We live in times unlike even those of us who wear many years have ever known. These last days, we find, take a grim toll on body and spirit. Many died, and many more walk wounded, broken by illness or dread, as though having abandoned hope of ever again living in peace.
We recognize the worst of sufferers by their resolute faces turned toward chaos because there is nowhere else to go. This chaos, the like of which we have never seen before in either scope or magnitude. This chaos, from which we can see little relief or solution ahead. It's a dismal landscape to wander and we feel every sad step of it. This is our post-pandemic world of shared grief, one which will never brag a declaration of victory. We will not have won, but we can survive.
We Need a Funeral
Deaths are all like that, of course - endings and darkness, and the pains that come with them. What we need is a funeral. We need to lay these sorrows to rest and raise a headstone over them - "Here lies the COVID-19 pandemic. It killed something carefree in us all, but we survived its deceitful malice. We survived." And then, once we have done thrown exultant handfuls of dirt into the grave, raise a toast.
We need do away with dread and panic. Every death leaves survivors wondering how to find a new firm place to stand. It's how surviving is done, and it is always done while grieving.
Actually, we already know exactly how, having gone to enough funerals during our long years of life to recognize them through song and rhythm, smell and flavor. We know how to preside over the coffin lid's close, over the scattering of ashes. We know how to walk away from the grave and lift faces toward a world still alive.
That's why we make love after a funeral. The love gives loud voice and firm action to the life that remains. It declares that no amount of death can defeat whatever life still holds for the breathing.
And When the Funeral is Over
We will never run out of threatening sorrows. Misfortune constantly lurks, but graveyards do not make nourishing homes. No one residing there thrives. We, the living, bear no fault for turning our backs to the tombs, even as we remember them.

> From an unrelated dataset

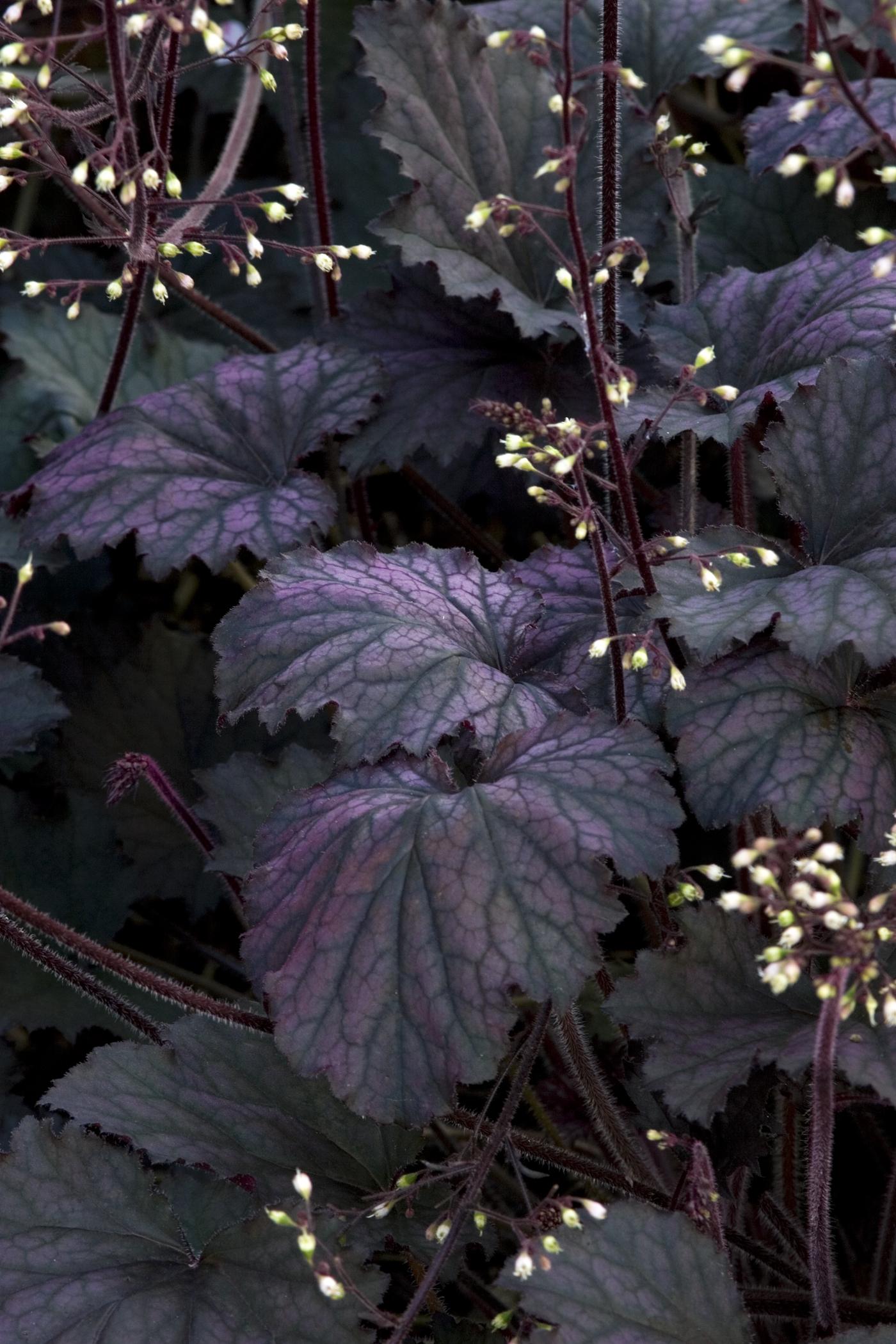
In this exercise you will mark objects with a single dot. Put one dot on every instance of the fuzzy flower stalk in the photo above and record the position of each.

There is no going back. What we've lost is gone forever, but if funerals perform any service at all, they let us leave sorrow and memory where they belong - behind us. They let us remember our living humanity, fully expecting to grin and grow again.
COVID-19 cannot dismantle our humanity unless we let it, unless we make our beds among the dead. If we breathe, we are meant to live, and so rediscover common ground and the joy of rebuilding. Look somebody full in the eye today. They are hurting, too.